Unfortunately, as the Spymaster had proven, there were still ways to find Houndsberry Hollow. Lucian had been living in the guest room for around a week before the letter arrived.
It had no seal, and was delivered by vine.
Merry laughed when she saw it curled against the dinner table. "It's from a friendly village," she explained. "One who knows I exist."
Lucian tilted his head. "People know you're alive?"
She nodded. "I wasn't always the Candlemere bread girl, you know. I also visited villages helping out from time to time, after the Crown declared me dead. If they can't find you or your Grimoire for half a year, they just assume you or the book died."

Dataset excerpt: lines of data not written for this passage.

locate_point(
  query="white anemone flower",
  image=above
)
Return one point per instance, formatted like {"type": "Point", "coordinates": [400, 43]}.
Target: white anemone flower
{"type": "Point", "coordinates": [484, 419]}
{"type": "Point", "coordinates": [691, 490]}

That was a bleak prospect—imagining the Queen counting down on a calendar before she could declare Lucian dead and summon a new mortician. But to someone running away, it was a continuous relief.

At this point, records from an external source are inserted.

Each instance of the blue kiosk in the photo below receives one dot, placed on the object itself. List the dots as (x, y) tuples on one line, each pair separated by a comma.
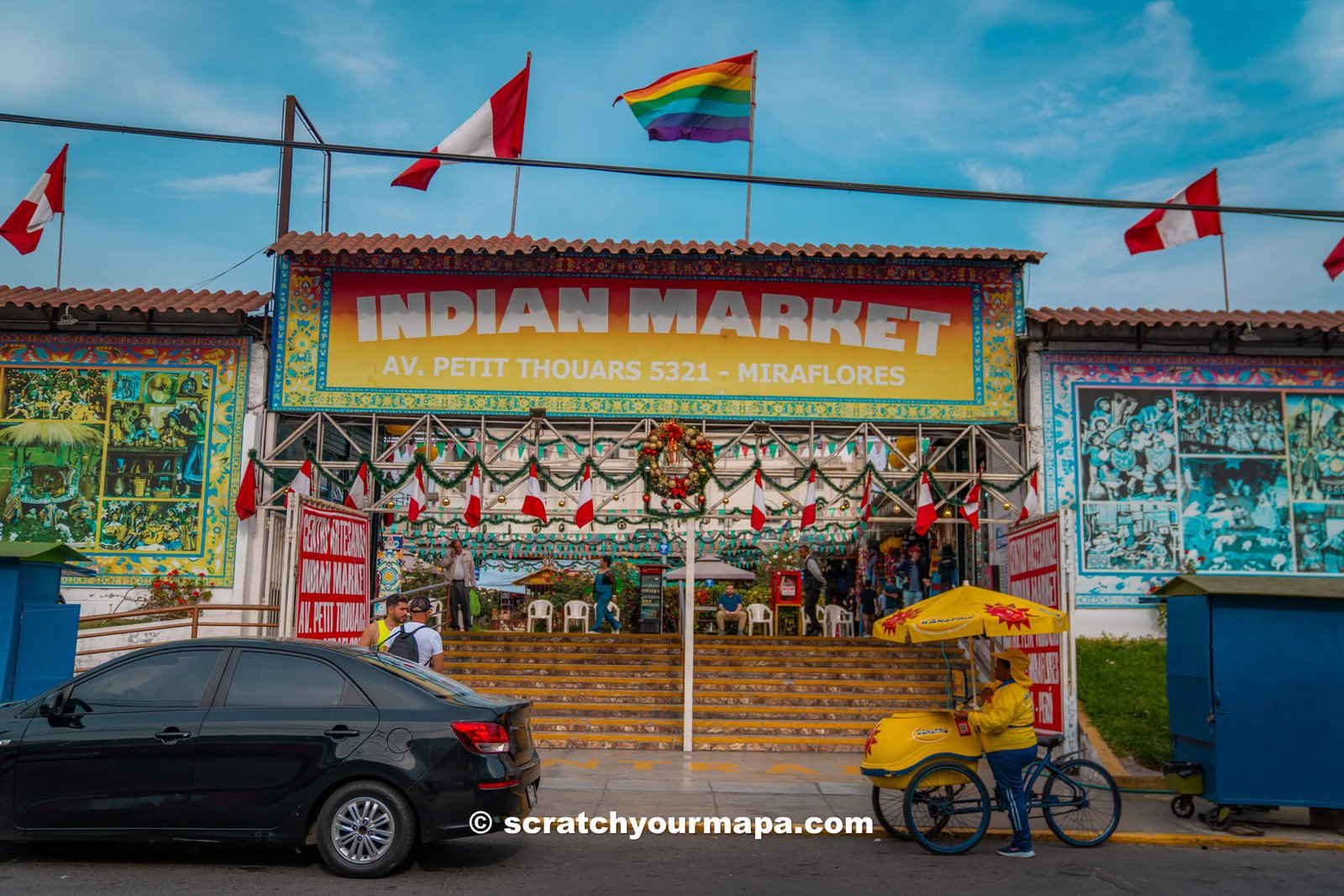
[(37, 629)]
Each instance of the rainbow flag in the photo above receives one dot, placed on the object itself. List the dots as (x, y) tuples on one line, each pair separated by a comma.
[(711, 103)]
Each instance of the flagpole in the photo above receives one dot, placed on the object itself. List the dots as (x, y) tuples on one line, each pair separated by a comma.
[(1222, 248), (750, 145)]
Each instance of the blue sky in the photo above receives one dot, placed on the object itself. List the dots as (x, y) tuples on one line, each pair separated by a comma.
[(1121, 100)]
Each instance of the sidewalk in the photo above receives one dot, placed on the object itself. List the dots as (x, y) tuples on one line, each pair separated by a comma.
[(803, 785)]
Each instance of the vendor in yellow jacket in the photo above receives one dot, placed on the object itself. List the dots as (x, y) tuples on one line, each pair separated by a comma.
[(1007, 728)]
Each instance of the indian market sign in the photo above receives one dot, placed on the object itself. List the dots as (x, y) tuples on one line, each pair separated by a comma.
[(624, 345), (1035, 574)]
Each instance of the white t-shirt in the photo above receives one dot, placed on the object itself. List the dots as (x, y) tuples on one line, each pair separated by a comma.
[(428, 641)]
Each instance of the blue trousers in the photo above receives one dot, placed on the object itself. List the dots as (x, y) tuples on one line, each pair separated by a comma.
[(1007, 766), (602, 614)]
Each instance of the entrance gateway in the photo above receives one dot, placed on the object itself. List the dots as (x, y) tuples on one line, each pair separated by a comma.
[(669, 375)]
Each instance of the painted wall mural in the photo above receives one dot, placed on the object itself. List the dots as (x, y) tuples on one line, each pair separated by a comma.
[(1236, 461), (127, 449)]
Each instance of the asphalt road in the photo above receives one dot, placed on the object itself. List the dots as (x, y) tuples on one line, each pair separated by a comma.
[(780, 866)]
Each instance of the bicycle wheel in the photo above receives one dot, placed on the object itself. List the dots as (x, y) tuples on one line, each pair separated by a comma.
[(947, 809), (889, 806), (1081, 804)]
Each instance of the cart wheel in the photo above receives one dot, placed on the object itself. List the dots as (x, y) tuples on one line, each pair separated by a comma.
[(889, 806), (1081, 804), (947, 809)]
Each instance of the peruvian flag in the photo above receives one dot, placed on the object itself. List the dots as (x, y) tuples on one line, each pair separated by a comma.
[(584, 516), (1032, 506), (416, 490), (759, 504), (810, 503), (971, 508), (302, 481), (46, 199), (248, 492), (1335, 264), (533, 504), (495, 130), (474, 499), (925, 512), (1163, 228), (358, 495)]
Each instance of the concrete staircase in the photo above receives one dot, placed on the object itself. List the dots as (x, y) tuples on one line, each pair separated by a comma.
[(752, 694)]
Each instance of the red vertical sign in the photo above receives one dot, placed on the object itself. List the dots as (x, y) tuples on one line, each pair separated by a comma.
[(333, 578), (1034, 574)]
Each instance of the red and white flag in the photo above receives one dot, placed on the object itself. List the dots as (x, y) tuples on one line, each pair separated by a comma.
[(46, 201), (584, 516), (495, 130), (358, 496), (1032, 506), (810, 503), (474, 499), (1166, 228), (302, 481), (416, 492), (925, 512), (971, 506), (249, 490), (1335, 264), (533, 504), (759, 504)]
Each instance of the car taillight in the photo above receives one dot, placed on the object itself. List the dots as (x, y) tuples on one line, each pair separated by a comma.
[(481, 736)]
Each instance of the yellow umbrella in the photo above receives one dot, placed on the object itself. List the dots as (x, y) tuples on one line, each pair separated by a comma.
[(967, 611)]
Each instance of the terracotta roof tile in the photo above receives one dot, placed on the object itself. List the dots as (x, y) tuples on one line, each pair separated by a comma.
[(315, 244), (134, 300), (1171, 317)]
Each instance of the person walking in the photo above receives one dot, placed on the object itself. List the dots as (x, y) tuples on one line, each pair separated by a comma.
[(460, 570), (428, 644), (812, 584), (380, 631), (1008, 727), (604, 598)]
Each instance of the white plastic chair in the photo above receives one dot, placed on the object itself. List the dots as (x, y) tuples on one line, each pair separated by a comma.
[(759, 614), (541, 611), (578, 611), (837, 620)]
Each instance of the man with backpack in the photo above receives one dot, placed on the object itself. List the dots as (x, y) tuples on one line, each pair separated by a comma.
[(414, 640)]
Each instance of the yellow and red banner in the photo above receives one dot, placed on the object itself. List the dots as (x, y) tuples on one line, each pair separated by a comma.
[(627, 347)]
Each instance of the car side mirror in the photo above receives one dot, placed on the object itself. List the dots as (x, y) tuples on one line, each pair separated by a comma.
[(50, 705)]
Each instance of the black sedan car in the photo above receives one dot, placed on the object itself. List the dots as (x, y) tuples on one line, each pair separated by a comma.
[(279, 741)]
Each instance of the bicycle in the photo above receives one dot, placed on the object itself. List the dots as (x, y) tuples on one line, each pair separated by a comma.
[(947, 805)]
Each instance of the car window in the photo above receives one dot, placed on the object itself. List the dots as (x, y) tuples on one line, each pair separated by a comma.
[(264, 679), (175, 680)]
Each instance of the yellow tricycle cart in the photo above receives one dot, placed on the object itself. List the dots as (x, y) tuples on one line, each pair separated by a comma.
[(924, 763)]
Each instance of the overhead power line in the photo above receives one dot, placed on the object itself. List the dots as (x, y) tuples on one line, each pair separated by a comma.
[(797, 183)]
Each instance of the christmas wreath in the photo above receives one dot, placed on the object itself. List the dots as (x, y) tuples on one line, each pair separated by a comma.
[(675, 445)]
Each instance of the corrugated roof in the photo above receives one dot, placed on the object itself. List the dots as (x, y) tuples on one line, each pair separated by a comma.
[(1173, 317), (134, 300), (333, 244)]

The vine didn't pulse with magical light, either. It was just alive—the kind of green that grew in places unmarked by palace or prayer.
Lucian read it while the Grimoire pulsed faintly beside his wrist, reacting not with alarm—but with expectation.

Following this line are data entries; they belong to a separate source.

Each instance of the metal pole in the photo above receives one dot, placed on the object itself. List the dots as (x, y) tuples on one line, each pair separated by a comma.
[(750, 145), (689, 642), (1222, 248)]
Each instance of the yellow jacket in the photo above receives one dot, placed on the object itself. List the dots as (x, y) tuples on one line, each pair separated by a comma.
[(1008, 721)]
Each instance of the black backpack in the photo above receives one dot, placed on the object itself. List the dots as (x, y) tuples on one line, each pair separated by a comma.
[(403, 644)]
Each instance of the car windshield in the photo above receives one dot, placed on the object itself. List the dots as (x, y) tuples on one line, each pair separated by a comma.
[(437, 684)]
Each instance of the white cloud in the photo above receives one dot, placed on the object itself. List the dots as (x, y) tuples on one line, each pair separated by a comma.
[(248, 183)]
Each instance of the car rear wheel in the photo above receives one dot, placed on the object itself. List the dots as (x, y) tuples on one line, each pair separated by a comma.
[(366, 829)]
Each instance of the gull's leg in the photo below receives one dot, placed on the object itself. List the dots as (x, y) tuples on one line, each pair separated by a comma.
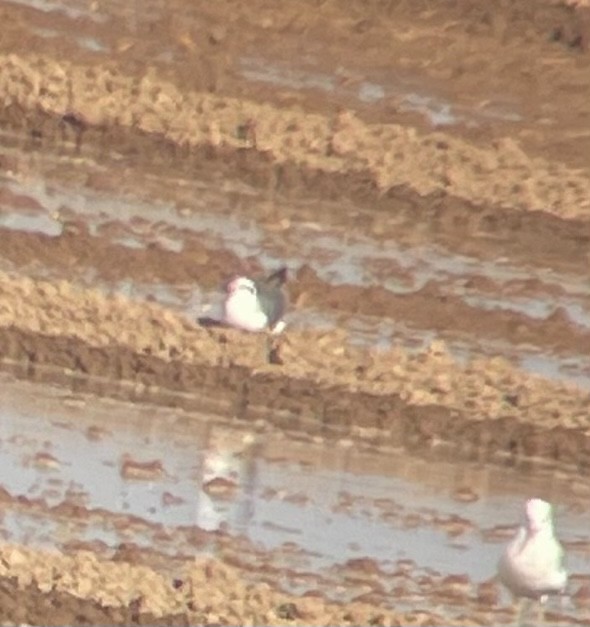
[(272, 343), (522, 604)]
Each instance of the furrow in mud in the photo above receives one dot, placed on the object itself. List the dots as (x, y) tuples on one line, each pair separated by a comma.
[(485, 410), (428, 308), (104, 96)]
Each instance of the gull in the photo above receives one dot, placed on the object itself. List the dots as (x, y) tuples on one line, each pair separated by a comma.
[(532, 564), (256, 304)]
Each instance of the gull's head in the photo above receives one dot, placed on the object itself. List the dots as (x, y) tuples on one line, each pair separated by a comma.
[(241, 284), (538, 515)]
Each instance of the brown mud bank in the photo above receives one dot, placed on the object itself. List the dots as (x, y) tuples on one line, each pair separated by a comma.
[(495, 192), (486, 410), (53, 589)]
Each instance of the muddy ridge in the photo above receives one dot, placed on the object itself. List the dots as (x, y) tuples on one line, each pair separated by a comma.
[(421, 168), (87, 590), (487, 410)]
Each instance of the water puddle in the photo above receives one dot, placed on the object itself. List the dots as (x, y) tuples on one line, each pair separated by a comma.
[(90, 43), (308, 508), (73, 10), (408, 96), (336, 257)]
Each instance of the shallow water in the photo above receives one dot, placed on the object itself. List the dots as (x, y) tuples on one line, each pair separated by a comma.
[(327, 503), (336, 258)]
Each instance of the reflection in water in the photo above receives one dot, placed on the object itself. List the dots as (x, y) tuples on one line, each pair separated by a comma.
[(333, 503)]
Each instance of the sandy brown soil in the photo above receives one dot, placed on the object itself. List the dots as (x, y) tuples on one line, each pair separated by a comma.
[(166, 94)]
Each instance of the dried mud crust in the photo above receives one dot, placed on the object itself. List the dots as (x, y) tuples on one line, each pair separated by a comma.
[(487, 410), (201, 265), (56, 589)]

Near Staesis's border and the Wilds rests Saltline Village. It is a small place--easily forgotten by most mapmakers. But today, they sent me a letter.
They say the dead are walking again—but not hostile. They just want names. No one remembers them.
These people's hands are clean, Mortician Bowcott. Their eyes do not blink.
When the bell rang, that was where the Echo chose to land.
Please help them.
It was unsigned, but smelled familiar--rosemary, ink, and candle soot.
The Caretaker's parchment.
He imagined the hooded figure writing in his oddly elegant script and handing it off to a vine for delivery. If he didn't see it before his eyes, Lucian would have dismissed it as a silly thought.
But now, Lucian understood that his action didn't just affect Staesis.
Its bell rippled farther than intended.
He rolled the letter closed and looked at Merry.
"There's a village near the salt lines that needs my help."
The druid mortician buttered her dinner roll. "When are you leaving?"
"After dinner."
Merry smiled. "Good answer. We may deal with the dead but we still hunger, Lucian. It's the only thing that separates us from the dead."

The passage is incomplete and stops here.